In this thesis, we explore mechanisms to tolerate misbehavior of components in distributed systems, focusing on replicated systems. First, we show that equivocation -- the act of telling different lies to different nodes -- is a fundamental weapon that adversaries can use to violate the safety of systems. To prevent equivocation, we propose Attested Append-Only Memory (A2M), a trusted system facility that is small, easy to implement, and easy to verify. A2M provides the programming abstraction of a trusted log, which leads to protocol designs immune to equivocation. Using A2M, we improve upon the state of the art in Byzantine-fault tolerant replicated state machines, producing A2M-enabled protocols (variants of Castro and Liskov's PBFT) that remain correct (linearizable) and keep making progress (live) even when half the replicas are faulty, improving the previous upper bound. We also applied A2M to achieve linearizability in a single-server shared storage in spite of faults.
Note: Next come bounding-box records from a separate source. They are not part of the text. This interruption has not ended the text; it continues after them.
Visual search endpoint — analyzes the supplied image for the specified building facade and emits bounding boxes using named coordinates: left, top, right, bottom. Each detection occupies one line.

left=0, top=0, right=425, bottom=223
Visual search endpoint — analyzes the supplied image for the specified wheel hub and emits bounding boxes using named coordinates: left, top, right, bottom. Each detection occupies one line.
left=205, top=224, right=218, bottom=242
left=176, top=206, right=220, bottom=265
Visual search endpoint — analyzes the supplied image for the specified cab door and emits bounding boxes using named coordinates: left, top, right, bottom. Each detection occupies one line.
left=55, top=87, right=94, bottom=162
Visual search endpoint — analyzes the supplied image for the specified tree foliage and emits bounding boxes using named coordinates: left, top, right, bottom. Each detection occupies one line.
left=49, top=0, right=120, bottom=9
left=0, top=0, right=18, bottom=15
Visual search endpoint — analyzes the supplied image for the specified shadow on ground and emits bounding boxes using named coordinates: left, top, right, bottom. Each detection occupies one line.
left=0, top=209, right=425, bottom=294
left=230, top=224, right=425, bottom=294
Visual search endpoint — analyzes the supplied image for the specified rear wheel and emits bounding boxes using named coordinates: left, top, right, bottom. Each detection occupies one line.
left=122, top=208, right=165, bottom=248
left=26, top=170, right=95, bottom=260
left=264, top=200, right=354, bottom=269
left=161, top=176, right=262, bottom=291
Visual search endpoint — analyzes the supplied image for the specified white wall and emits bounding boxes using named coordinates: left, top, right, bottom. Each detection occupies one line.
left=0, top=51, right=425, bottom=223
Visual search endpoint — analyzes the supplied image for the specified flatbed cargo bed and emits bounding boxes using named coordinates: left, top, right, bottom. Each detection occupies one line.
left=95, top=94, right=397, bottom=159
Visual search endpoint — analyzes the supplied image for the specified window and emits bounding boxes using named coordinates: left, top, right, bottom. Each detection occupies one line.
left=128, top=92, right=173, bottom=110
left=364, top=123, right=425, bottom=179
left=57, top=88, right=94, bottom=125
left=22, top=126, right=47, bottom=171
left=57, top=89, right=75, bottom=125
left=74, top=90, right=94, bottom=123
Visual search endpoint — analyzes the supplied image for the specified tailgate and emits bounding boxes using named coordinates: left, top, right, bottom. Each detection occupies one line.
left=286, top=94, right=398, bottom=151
Our evaluation shows that this fault tolerance improvement is achieved with minor performance overhead.
Second, we address the problem of long-term fault tolerance. Typical Byzantine models require that the number of faulty nodes do not exceed a hard upper bound. Unfortunately, in long-running systems, uninterrupted good health is tough to guarantee due to rare, short-term overwhelming faults such as malicious attacks, leading to loss of all correctness properties. To combat this problem, we propose a tiered Byzantine fault model that has two fault bounds depending on the type of operations. We introduce a desirable property called Healthy-Write-Implies-Correct-Read (HWICR) which stipulates that the system will return correct data as long as it is written during a good period of system health. We then present TimeMachine (TM), a preserved name service, that uses a two-phase approach to provide HWICR under the tiered fault model. The approach alternates between service phase and proactive recovery phase, and important state changes happen only during proactive recovery. Our prototype demonstrates that TM meets the goal of the long-term naming service with reasonable performance.
Finally, we tackle a problem of replication among rational nodes in multiple administrative domains. We take a game-theoretic approach to quantify the effects of rationality on the social cost of replicated systems. We show that replication performed by selfish agents can be very inefficient, but with a proper incentive mechanism such as payment the system can be guided to socially optimal replication.